Si les AA d’une chaîne forment un assemblage linéaire, bien droit, on dit que c’est un « brin bêta », et on le représente par un ruban avec une flèche (qui indique le sens de la séquence)⬇️⬇️⬇️. Tu vois plus les AA ni les atomes, juste leur direction générale.

Si, en vertu de leurs interactions, les AA forment un « serpentin » en tire-bouchon (on appelle ça une hélice alpha), on représente ça par un ruban en hélice⬇️⬇️⬇️. Là non plus, tu vois plus les AA, ni les atomes, mais tu sais que la structure est hélicoïdale.

S’il n’y a pas de direction privilégiée ou de structure particulière, on représente ça par des filaments qu’on appelle des « boucles ». Ca te dit qu’il n’y a pas de brin bêta ou d’hélice alpha, mais des trucs souvent flexibles, qui peuvent bouger.

Quel intérêt? C’est plus facile de comparer la structure de deux protéines différentes, et savoir si elles ont des similarités de structure, même si elles n’ont pas la même séquence. Regarde la myoglobine humaine et celle du cachalot (ouais, pourquoi pas ??)⬇️⬇️

Tu vois qu’elles n’ont pas exactement la même séquence. Pourtant, leurs deux structures sont quasiment identiques (du premier coup d’œil qd t’as l’habitude)⬇️. Les changements de séquence n’ont pas changé la structure = compatibles avec la subsistance du même repliement.

Et comme la structure d’une protéine influence fortement la fonction qu’elle peut avoir dans la cellule, les deux sont toujours des myoglobines, avec la même fonction de transport de l’oxygène, même avec des séquences qui ne sont pas identiques.

Sans la représentation en rubans, ç’aurait été beaucoup plus difficile à voir. Tu comprends mieux pourquoi on l’utilise un peu partout. Tu peux d’ailleurs voir que l’hémoglobine (une autre protéine) a la même structure sans avoir (exactement) la même séquence⬇️

Mais sa fonction est similaire: transporter l’oxygène (dans le sang, alors que la myoglobine, c’était dans les muscles). Bref, tu vois que les fonctions similaires sont liées à des structures similaires. Et avec ce genre de représentations, ça se voit aussi.

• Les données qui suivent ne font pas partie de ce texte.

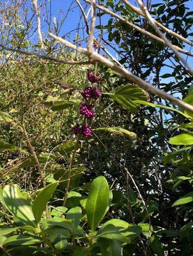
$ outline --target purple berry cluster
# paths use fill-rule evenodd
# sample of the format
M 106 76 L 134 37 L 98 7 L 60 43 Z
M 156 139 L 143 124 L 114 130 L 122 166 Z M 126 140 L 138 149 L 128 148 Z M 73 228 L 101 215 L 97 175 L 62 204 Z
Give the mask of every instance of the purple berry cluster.
M 95 76 L 92 72 L 88 71 L 87 77 L 91 83 L 97 83 L 98 84 L 102 80 L 102 76 L 98 72 Z M 89 99 L 88 102 L 90 102 L 91 99 L 97 100 L 101 96 L 99 89 L 96 86 L 85 87 L 81 94 L 84 99 Z M 92 105 L 88 102 L 84 102 L 79 108 L 79 114 L 84 115 L 86 120 L 91 118 L 95 116 L 94 108 Z M 74 126 L 72 129 L 72 132 L 75 135 L 82 134 L 84 137 L 89 137 L 92 134 L 92 131 L 87 124 L 82 127 L 80 127 L 79 125 Z
M 84 103 L 81 106 L 79 114 L 84 115 L 86 119 L 89 119 L 94 116 L 95 111 L 92 105 Z
M 96 86 L 85 87 L 81 94 L 84 98 L 93 99 L 94 100 L 96 100 L 101 95 L 99 89 Z
M 100 84 L 100 83 L 101 83 L 102 81 L 102 76 L 99 72 L 97 72 L 95 76 L 93 72 L 88 70 L 87 72 L 87 77 L 92 84 L 95 83 Z

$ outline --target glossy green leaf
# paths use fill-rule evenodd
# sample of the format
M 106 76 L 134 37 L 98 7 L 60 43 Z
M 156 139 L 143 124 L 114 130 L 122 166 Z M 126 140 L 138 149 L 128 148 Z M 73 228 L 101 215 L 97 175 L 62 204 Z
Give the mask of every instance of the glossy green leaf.
M 130 132 L 129 131 L 127 131 L 125 129 L 123 129 L 121 127 L 99 127 L 95 129 L 95 130 L 106 131 L 107 132 L 115 133 L 118 135 L 126 135 L 128 136 L 132 140 L 136 140 L 137 138 L 137 135 L 135 133 Z
M 0 141 L 0 151 L 20 151 L 20 148 L 8 142 Z
M 52 106 L 51 109 L 53 111 L 60 111 L 66 109 L 68 108 L 72 107 L 75 103 L 68 100 L 59 100 Z
M 184 101 L 186 103 L 189 104 L 190 105 L 193 106 L 193 93 L 189 92 L 188 96 L 187 96 L 185 98 L 183 99 L 183 101 Z M 190 116 L 193 118 L 193 113 L 190 113 L 187 111 L 185 111 L 185 113 L 189 115 Z
M 72 221 L 74 227 L 77 227 L 82 218 L 82 210 L 79 206 L 70 209 L 66 214 L 66 220 Z
M 31 205 L 17 186 L 6 186 L 3 189 L 3 195 L 8 210 L 22 223 L 32 227 L 36 226 Z
M 149 223 L 139 223 L 138 226 L 142 228 L 142 234 L 147 237 L 150 237 L 151 236 L 151 233 L 153 231 L 153 227 Z
M 44 188 L 37 195 L 32 205 L 32 210 L 37 222 L 39 222 L 49 200 L 58 186 L 58 182 L 52 183 Z
M 121 256 L 121 242 L 100 238 L 99 241 L 102 256 Z
M 176 109 L 174 108 L 167 107 L 167 106 L 159 105 L 159 104 L 151 103 L 151 102 L 148 102 L 144 101 L 144 100 L 135 100 L 135 102 L 142 104 L 142 105 L 144 105 L 144 106 L 151 106 L 153 108 L 163 108 L 164 109 L 171 110 L 173 111 L 178 113 L 179 114 L 183 115 L 183 116 L 186 117 L 189 120 L 193 120 L 193 118 L 191 118 L 191 116 L 190 116 L 189 115 L 187 115 L 183 112 L 181 112 L 180 110 Z
M 66 154 L 72 152 L 75 148 L 79 149 L 81 148 L 81 144 L 77 145 L 76 141 L 65 141 L 57 147 L 56 151 L 59 152 L 61 155 L 66 156 Z
M 155 235 L 152 236 L 151 237 L 150 247 L 157 256 L 164 256 L 162 244 Z
M 181 205 L 181 204 L 190 203 L 193 201 L 193 192 L 190 192 L 185 196 L 181 197 L 177 200 L 173 204 L 173 206 Z
M 193 145 L 193 133 L 182 133 L 173 137 L 169 141 L 173 145 Z
M 11 228 L 5 222 L 2 222 L 0 223 L 0 234 L 1 236 L 8 235 L 8 234 L 12 233 L 13 231 L 17 230 L 18 227 Z
M 3 242 L 3 245 L 33 245 L 41 243 L 42 243 L 42 240 L 37 237 L 15 235 L 8 237 Z
M 111 93 L 111 97 L 130 111 L 137 110 L 138 104 L 134 102 L 135 100 L 148 99 L 147 93 L 137 84 L 134 84 L 117 87 Z
M 0 122 L 1 121 L 11 122 L 13 121 L 13 118 L 7 113 L 0 111 Z
M 110 190 L 104 176 L 95 179 L 90 187 L 86 202 L 86 216 L 93 232 L 107 213 L 109 207 Z

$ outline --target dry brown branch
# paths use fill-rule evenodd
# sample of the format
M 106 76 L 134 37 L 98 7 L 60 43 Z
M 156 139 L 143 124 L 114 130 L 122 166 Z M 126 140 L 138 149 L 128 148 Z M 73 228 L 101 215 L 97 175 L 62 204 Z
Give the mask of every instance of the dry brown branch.
M 89 31 L 89 38 L 88 44 L 88 49 L 89 52 L 92 52 L 94 50 L 93 48 L 93 35 L 94 35 L 94 30 L 96 22 L 96 2 L 95 0 L 91 0 L 91 28 Z
M 86 17 L 86 13 L 85 13 L 85 12 L 84 12 L 84 9 L 83 9 L 83 8 L 82 8 L 81 4 L 81 3 L 79 2 L 79 0 L 75 0 L 75 1 L 76 1 L 77 4 L 78 6 L 79 6 L 79 8 L 80 8 L 80 9 L 81 9 L 81 11 L 82 13 L 82 15 L 83 15 L 83 17 L 84 17 L 84 22 L 85 22 L 86 28 L 86 33 L 88 33 L 88 35 L 89 35 L 89 29 L 88 20 L 88 18 L 87 18 L 87 17 Z
M 82 15 L 84 17 L 84 22 L 85 22 L 85 25 L 86 25 L 86 33 L 88 33 L 88 35 L 89 35 L 90 32 L 89 32 L 89 29 L 88 20 L 88 18 L 86 15 L 85 12 L 84 10 L 81 3 L 79 2 L 79 0 L 75 0 L 75 1 L 77 3 L 77 4 L 78 4 L 78 6 L 79 6 L 81 11 L 82 13 Z M 96 38 L 93 36 L 93 39 L 95 40 Z M 102 44 L 100 44 L 98 46 L 106 53 L 107 55 L 108 55 L 118 65 L 119 65 L 120 66 L 123 66 L 115 58 L 113 57 L 113 56 L 107 50 L 107 49 L 104 46 L 103 46 Z
M 127 0 L 122 0 L 122 1 L 127 5 L 128 7 L 130 7 L 132 10 L 133 10 L 135 13 L 139 14 L 140 15 L 142 15 L 143 17 L 145 17 L 144 14 L 143 12 L 137 7 L 134 6 L 133 4 L 132 4 L 130 3 L 129 3 Z M 152 18 L 153 19 L 153 18 Z M 173 31 L 172 30 L 169 29 L 168 28 L 165 27 L 164 25 L 162 25 L 161 23 L 158 22 L 155 19 L 153 19 L 153 20 L 155 23 L 157 24 L 157 26 L 161 29 L 162 29 L 165 32 L 172 35 L 173 36 L 176 37 L 177 38 L 181 40 L 181 41 L 189 44 L 190 45 L 193 46 L 193 42 L 191 41 L 189 41 L 188 39 L 185 38 L 183 36 L 181 36 L 180 35 L 177 34 L 176 33 Z
M 157 95 L 159 97 L 167 99 L 169 100 L 172 104 L 177 105 L 184 109 L 186 109 L 193 113 L 193 106 L 184 102 L 181 100 L 180 99 L 177 99 L 170 94 L 167 93 L 166 92 L 162 91 L 158 88 L 157 88 L 148 82 L 141 79 L 141 78 L 137 77 L 134 75 L 130 71 L 127 70 L 123 67 L 121 67 L 116 64 L 114 62 L 111 61 L 103 57 L 102 56 L 98 54 L 97 52 L 93 51 L 91 54 L 88 51 L 88 50 L 86 48 L 82 47 L 77 47 L 73 44 L 70 43 L 68 41 L 65 40 L 61 37 L 57 36 L 51 33 L 49 33 L 49 35 L 54 38 L 56 40 L 61 42 L 64 45 L 70 47 L 71 49 L 74 49 L 75 51 L 78 51 L 82 53 L 84 53 L 85 55 L 89 57 L 89 60 L 92 63 L 100 63 L 109 68 L 116 71 L 118 74 L 123 75 L 125 77 L 128 79 L 131 82 L 138 84 L 141 88 L 147 90 L 150 93 L 153 95 Z
M 33 0 L 33 3 L 35 6 L 35 10 L 37 15 L 37 26 L 38 26 L 38 33 L 39 36 L 39 39 L 41 43 L 41 47 L 44 49 L 44 45 L 42 38 L 42 35 L 41 32 L 41 21 L 40 21 L 40 11 L 38 7 L 38 1 L 37 0 Z
M 87 65 L 87 64 L 89 64 L 89 61 L 74 61 L 74 60 L 60 60 L 60 59 L 58 59 L 57 58 L 51 57 L 51 56 L 47 56 L 47 55 L 39 54 L 36 53 L 35 52 L 28 52 L 28 51 L 22 51 L 22 50 L 19 50 L 19 49 L 15 49 L 15 48 L 8 47 L 7 47 L 7 46 L 6 46 L 4 44 L 1 44 L 1 43 L 0 43 L 0 46 L 2 48 L 4 49 L 5 50 L 11 51 L 15 52 L 21 53 L 22 54 L 30 56 L 31 57 L 36 57 L 36 58 L 40 58 L 41 59 L 43 59 L 43 60 L 52 60 L 53 61 L 59 62 L 59 63 L 61 63 L 72 64 L 72 65 L 75 65 L 75 64 L 81 64 L 81 65 L 86 64 L 86 65 Z
M 84 1 L 88 3 L 91 4 L 91 1 L 89 0 L 84 0 Z M 166 45 L 166 42 L 163 39 L 160 38 L 158 36 L 157 36 L 151 34 L 150 32 L 144 30 L 143 29 L 139 27 L 138 26 L 127 20 L 125 19 L 124 19 L 122 17 L 118 15 L 118 14 L 114 13 L 113 12 L 111 12 L 110 10 L 109 10 L 106 8 L 102 7 L 102 6 L 98 5 L 98 4 L 96 4 L 96 7 L 98 9 L 101 10 L 102 12 L 105 12 L 105 13 L 109 14 L 110 15 L 114 17 L 115 18 L 118 19 L 118 20 L 123 21 L 123 22 L 127 24 L 127 25 L 128 25 L 130 27 L 134 28 L 134 29 L 137 30 L 138 31 L 141 32 L 142 34 L 144 34 L 146 36 Z M 173 47 L 176 50 L 178 50 L 179 52 L 183 53 L 184 54 L 193 56 L 193 52 L 189 52 L 188 51 L 184 50 L 183 49 L 181 49 L 177 45 L 173 45 Z
M 164 40 L 166 45 L 167 45 L 174 52 L 174 54 L 176 55 L 176 56 L 181 60 L 181 61 L 185 65 L 185 66 L 189 69 L 190 73 L 191 74 L 193 74 L 193 70 L 191 68 L 191 67 L 187 63 L 187 61 L 182 58 L 178 53 L 178 51 L 176 50 L 176 47 L 174 45 L 173 45 L 173 44 L 164 36 L 164 35 L 161 32 L 161 31 L 159 29 L 158 26 L 157 26 L 156 23 L 155 22 L 154 19 L 151 17 L 150 15 L 149 11 L 148 10 L 146 6 L 144 4 L 144 3 L 141 1 L 141 0 L 137 0 L 137 3 L 140 7 L 141 8 L 142 12 L 143 12 L 144 15 L 148 19 L 148 20 L 151 22 L 152 26 L 154 28 L 155 31 L 157 32 L 157 33 L 159 35 L 159 36 Z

J’espère que ça t’aura éclairé. C’était dense ! La prochaine fois, on verra d’autres choses. On parlera même de la protéine Spike, parce qu’il n’y a pas de raison qu’on ne choisisse pas un exemple qui parle à tout le monde.

[CONCLUSION]

Maintenant t’es passé.e du côté obscur: tu sais mieux pourquoi on représente les protéines par des rubans, ça sera très utile dans d’autres contextes. Mais fallait bien parler de ça pour lever le voile de flou artistique qui reposait sur les protéines. On se bientôt!